I believe for some people the brief reprieve from the pain it provided made it one of the year's best scenes.
Does craft count for nothing anymore? This would be a substandard music video... but it's even more depressing in terms of cinema. As Clara Peller would say, "Where's the mise en scene?"
Plus, this scene is basically a dilution of the "Just Dropped in to See What Condition My Condition Was In" scene from THE DUDE ABIDES.
I thought there were a couple of other scenes in SOUTHLAND TALES that were tolerable in exactly the same way -- as a decontextualized music video (e.g. the all-strings performance of "The Star-Spangled Banner").
I short-listed the Justin Timberlake scene for Best Scene, a beneficiary of my annual ritual of going through my "con/CON" films and try my darndest to include as many elements as possible from films I didn't like overall. There certainly wasn't a scene this year that was so much better than the rest of the film surrounding it. (It eventually dropped off at about #16 or #18 ... I shuck back my short lists until they're down to 10.)

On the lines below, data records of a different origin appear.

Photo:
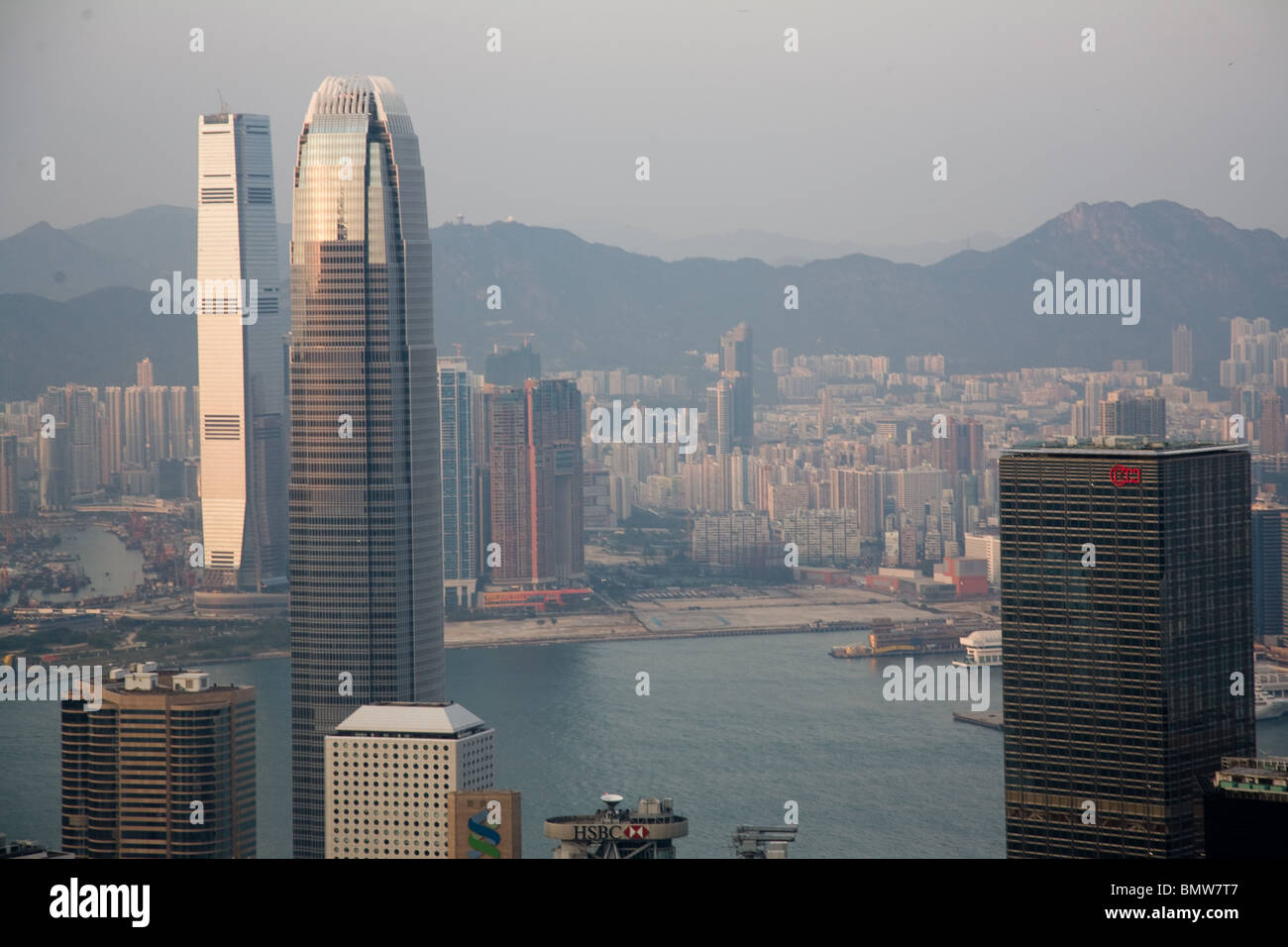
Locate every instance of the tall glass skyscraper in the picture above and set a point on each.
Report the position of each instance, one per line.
(240, 320)
(1126, 643)
(365, 501)
(460, 535)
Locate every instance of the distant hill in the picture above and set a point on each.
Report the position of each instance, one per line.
(596, 305)
(54, 264)
(608, 307)
(95, 339)
(776, 249)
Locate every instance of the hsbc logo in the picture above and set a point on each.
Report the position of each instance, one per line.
(604, 832)
(1122, 475)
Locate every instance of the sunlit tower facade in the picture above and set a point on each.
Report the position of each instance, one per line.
(240, 321)
(365, 499)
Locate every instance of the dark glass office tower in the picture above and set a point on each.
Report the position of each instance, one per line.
(735, 368)
(366, 504)
(1117, 677)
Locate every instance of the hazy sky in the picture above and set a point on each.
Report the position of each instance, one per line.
(833, 142)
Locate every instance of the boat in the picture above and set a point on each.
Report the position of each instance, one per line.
(1270, 694)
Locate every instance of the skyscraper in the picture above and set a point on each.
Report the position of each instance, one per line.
(239, 333)
(404, 821)
(511, 368)
(1133, 416)
(82, 414)
(735, 368)
(536, 482)
(460, 535)
(8, 475)
(55, 475)
(1120, 676)
(1270, 427)
(365, 505)
(1183, 351)
(136, 434)
(1269, 570)
(134, 768)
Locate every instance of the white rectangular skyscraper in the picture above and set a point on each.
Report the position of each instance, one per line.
(240, 326)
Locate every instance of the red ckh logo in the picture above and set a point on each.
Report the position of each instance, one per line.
(1121, 475)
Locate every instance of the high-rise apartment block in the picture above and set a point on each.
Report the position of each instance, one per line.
(735, 369)
(1126, 616)
(165, 768)
(460, 534)
(1133, 416)
(533, 436)
(1183, 351)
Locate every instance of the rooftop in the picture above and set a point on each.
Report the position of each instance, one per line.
(419, 719)
(1120, 445)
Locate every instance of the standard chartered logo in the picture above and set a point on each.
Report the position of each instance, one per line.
(483, 838)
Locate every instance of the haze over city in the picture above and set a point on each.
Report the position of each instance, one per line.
(688, 431)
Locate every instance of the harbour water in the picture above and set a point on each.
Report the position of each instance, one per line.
(111, 567)
(732, 728)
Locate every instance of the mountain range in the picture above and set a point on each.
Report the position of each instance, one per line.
(592, 305)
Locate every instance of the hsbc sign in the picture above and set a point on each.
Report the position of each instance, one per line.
(1122, 475)
(605, 832)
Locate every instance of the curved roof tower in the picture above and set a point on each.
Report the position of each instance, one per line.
(365, 500)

I gave Southland points in Picture/Director/Actor/Screenplay, but giving this particular scene points seemed completely absurd to me. It's not even the best musical sequence in the film (that would be either Rebekah Del Rio's Star-Spangled Banner rendition or that Moby-scored roundelay between Mandy Moore and Sarah Michelle Gellar).
I will chalk its success up to exterior affection for either Timberlake or The Killers' song.
Nobody should ever ask Del Rio to sing a song in a movie ever again. She topped out the first time.
I gave Timberlake some points, since he was the only actor in the film who maintained the outward appearance of an actual human being instead of some inbred pseudo-futuristic assclown. Plus, his character's exhaustion struck me as both intra- and extra-diegetic, like he was the only one who understood the futility he was up against.